Nous n’étions pas amies, loin s’en faut. Nous n’avions rien en commun si ce n’est la blondeur, une propension à parler cul (je suis un modèle victorien à côté, mais bon). La nouvelle de sa mort ce matin, sans explications (on devine un peu à 36 ans de quoi on peut mourir quand on a lu Arcan), nous laisse pantois, sans voix.
Qu’on aime ou pas le style Nelly Arcan, la liberté n’est jamais chose gagnée d’avance, surtout pour une femme. S’afficher en putain ou en folle, jouer avec les démons sociaux, peut être un signe de lucidité (la lucidité est la blessure la plus proche du soleil, me répète souvent madame Languirand- c’est de René Char). Cela peut aussi être un arrêt de mort.

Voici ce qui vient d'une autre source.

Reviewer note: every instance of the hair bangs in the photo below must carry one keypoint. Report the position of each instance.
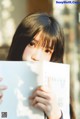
(47, 41)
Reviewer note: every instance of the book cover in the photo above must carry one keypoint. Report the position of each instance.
(56, 76)
(23, 77)
(21, 80)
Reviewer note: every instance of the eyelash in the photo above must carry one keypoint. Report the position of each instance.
(32, 44)
(48, 51)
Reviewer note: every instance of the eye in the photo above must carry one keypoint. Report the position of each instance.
(48, 51)
(32, 44)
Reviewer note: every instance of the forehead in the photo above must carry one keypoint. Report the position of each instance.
(38, 36)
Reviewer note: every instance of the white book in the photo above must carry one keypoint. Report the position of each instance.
(23, 77)
(56, 76)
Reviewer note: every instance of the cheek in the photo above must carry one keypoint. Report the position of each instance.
(47, 57)
(27, 53)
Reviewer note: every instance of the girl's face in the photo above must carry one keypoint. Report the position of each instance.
(32, 52)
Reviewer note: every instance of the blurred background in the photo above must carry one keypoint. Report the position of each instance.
(68, 15)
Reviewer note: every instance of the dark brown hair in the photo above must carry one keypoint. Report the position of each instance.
(29, 27)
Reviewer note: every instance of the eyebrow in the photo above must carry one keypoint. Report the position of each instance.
(35, 40)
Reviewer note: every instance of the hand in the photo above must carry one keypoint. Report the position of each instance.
(44, 100)
(2, 88)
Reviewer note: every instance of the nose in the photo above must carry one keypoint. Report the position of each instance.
(37, 55)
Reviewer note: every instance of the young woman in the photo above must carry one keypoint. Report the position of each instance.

« Ce que j’écris, ce n’est pas seulement ma vie… je ne me dévoile pas tant que cela. Ma vie à moi, je la garde pour moi. », disait-elle à la sortie de « Folle ».
La reine de l’autofiction s’était détournée du genre ces dernières années mais son aura provocante la poursuivait. J’ai pensé à Marilyn (j’écoute Mad Men en ce moment et j’en suis à l’épisode de son suicide), j’ai pensé qu’il est difficile de vieillir tout en portant sa légende sur ses épaules, j’ai pensé à toutes sortes de trucs comme « les femmes vont encore prendre leur trou en se disant qu’il vaut mieux être vierge ou maman que putain et célibataire. »
Mais au final, je n’éprouve qu’une grande peine. Peut-on vivre sa vérité jusqu’au bout lorsqu’on est « différente »? Pas sûre.